Schema flexibility: MongoDB's schemaless nature means you don't need to coordinate migrations across PRs. Each PR can evolve its document structure independently. But you still need index management and seed data — this guide covers both.
| Concern | Shared Staging DB | Per-PR Database (Bunnyshell) |
|---|---|---|
| Schema conflicts | Frequent — field renames break other PRs | None — each PR has its own collections |
| Test data isolation | Impossible — all PRs share the same documents | Complete — each PR starts clean |
| Cleanup | Manual, error-prone | Automatic on PR merge/close |
| Cost | One instance, always running | Many small instances, only while PRs are open |
| Index testing | Dangerous — index changes affect everyone | Safe — test index strategies per PR |
Bunnyshell's Approach to Database Components
Bunnyshell offers three ways to provision MongoDB in preview environments. Choose based on your team's needs:
| Approach | Best for | Complexity | Production parity |
|---|---|---|---|
| Approach A: Built-in Database Component | Most teams — fast setup, minimal config | Easiest | Good — same engine, standalone instance |
| Approach B: Helm Chart | Teams with existing Helm infrastructure | Moderate | Better — Bitnami chart with replica set options |
| Approach C: Terraform-Managed | Teams needing managed databases (Atlas, DocumentDB) | Advanced | Best — actual managed database instances |
All three approaches work with Bunnyshell's automatic preview environment lifecycle. When a PR opens, the database is provisioned. When it closes, the database is destroyed.
Approach A: Built-in Database Component
The simplest way to add MongoDB to a preview environment.
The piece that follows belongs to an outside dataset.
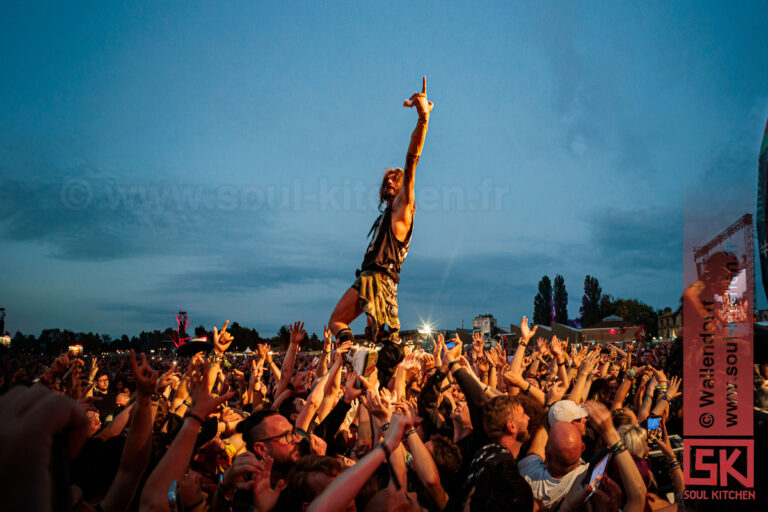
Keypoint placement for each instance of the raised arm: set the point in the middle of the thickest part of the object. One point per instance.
(424, 107)
(297, 335)
(137, 446)
(176, 459)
Use kind: Database in your bunnyshell.yaml and Bunnyshell handles the rest.
Minimal Configuration
1kind: Environment
2name: myapp-preview
3type: primary
4
5environmentVariables:
6 MONGO_PASSWORD: SECRET["your-secure-password"]
7 MONGO_USER: appuser
8 MONGO_DB: appdb
9
10components:
11 # ── Your Application ──
12 - kind: Application
13 name: api
14 gitRepo: 'https://github.com/your-org/your-app.git'
15 gitBranch: main
16 gitApplicationPath: /
17 dockerCompose:
18 build:
19 context: .
20 dockerfile: Dockerfile
21 environment:
22 MONGODB_URI: 'mongodb://{{ env.vars.MONGO_USER }}:{{ env.vars.MONGO_PASSWORD }}@db:27017/{{ env.vars.MONGO_DB }}?authSource=admin'
23 DB_HOST: db
24 DB_PORT: '27017'
25 DB_NAME: '{{ env.vars.MONGO_DB }}'
26 DB_USER: '{{ env.vars.MONGO_USER }}'
27 DB_PASSWORD: '{{ env.vars.MONGO_PASSWORD }}'
28 ports:
29 - '3000:3000'
30 dependsOn:
31 - db
32 hosts:
33 - hostname: 'api-{{ env.base_domain }}'
34 path: /
35 servicePort: 3000
36
37 # ── MongoDB Database ──
38 - kind: Database
39 name: db
40 dockerCompose:
41 image: 'mongo:7-jammy'
42 environment:
43 MONGO_INITDB_ROOT_USERNAME: '{{ env.vars.MONGO_USER }}'
44 MONGO_INITDB_ROOT_PASSWORD: '{{ env.vars.MONGO_PASSWORD }}'
45 MONGO_INITDB_DATABASE: '{{ env.vars.MONGO_DB }}'
46 ports:
47 - '27017:27017'
48
49volumes:
50 - name: mongo-data
51 mount:
52 component: db
53 containerPath: /data/db
54 size: 1GiInternal networking only. The MongoDB component does not need an ingress or public hostname. Your application connects to it via the Kubernetes service name (db in this example) on port 27017. The {{ components.db.ingress.hosts[0] }} interpolation is NOT used for databases — that's for HTTP services only.
Key Configuration Details
Image choice: mongo:7-jammy is the recommended image. The jammy variant is based on Ubuntu 22.04 and includes the mongosh shell. Use the major version tag (7) to get automatic minor and patch updates.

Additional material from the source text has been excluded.